If they were just stable file descriptors referring to the process,
none of it would be a problem. You would just need normal permissions
when signalling using the pidfd (and depending on if you have CAP_KILL
in the owning userns, you could send any signal to it), ptrace
privileges when you use the pidfd with ptrace itself (suppose we
extend it to take a pidfd in the future, and it has a well established
model), so there is some separation of responsibilities. This is more
useful in general for userspace IMO.
All of the complication comes from the fact that we're trying to bind
a pid reference to also its /proc directory, and there's now another
way to get to that apart from the mount namespace, when there is
already a race free to do so yourself.
> >
> > I can live with that but I would like to hear what Jann thinks too if
> > that's ok.
>
> Ah, yes.
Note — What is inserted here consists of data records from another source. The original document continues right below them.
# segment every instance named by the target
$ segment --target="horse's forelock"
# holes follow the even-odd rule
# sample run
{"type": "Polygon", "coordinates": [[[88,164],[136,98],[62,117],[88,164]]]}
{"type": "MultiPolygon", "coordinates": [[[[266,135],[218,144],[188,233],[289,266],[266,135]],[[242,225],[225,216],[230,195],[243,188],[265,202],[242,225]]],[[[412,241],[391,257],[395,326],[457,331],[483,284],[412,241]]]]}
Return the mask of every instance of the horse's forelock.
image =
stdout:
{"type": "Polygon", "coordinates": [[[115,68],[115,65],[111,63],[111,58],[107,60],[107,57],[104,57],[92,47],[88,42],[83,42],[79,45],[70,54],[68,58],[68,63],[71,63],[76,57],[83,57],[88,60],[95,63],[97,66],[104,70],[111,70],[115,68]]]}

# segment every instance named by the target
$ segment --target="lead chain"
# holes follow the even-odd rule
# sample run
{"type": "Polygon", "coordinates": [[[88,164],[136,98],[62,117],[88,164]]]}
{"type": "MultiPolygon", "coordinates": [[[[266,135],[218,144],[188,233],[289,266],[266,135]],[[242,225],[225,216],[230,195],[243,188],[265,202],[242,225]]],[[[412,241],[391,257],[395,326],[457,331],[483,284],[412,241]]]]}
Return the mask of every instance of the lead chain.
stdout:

That seems reasonable. And, as Linus said, pidfd_open() is
> less important if you can just do open("/proc/...") on systems with
> procfs instead.
>
> One minor detail to keep in mind for the future is that in a
> straightforward implementation of this concept, if a non-capable
> process is running in a mount namespace, but in the initial network
> namespace, without any reachable /proc mount, it will be able to look
> at information about other processes' network connections by first
> using pidfd_open() on itself or by using clone(CLONE_PIDFD), then
> looking at the "net" directory under the resulting file descriptor.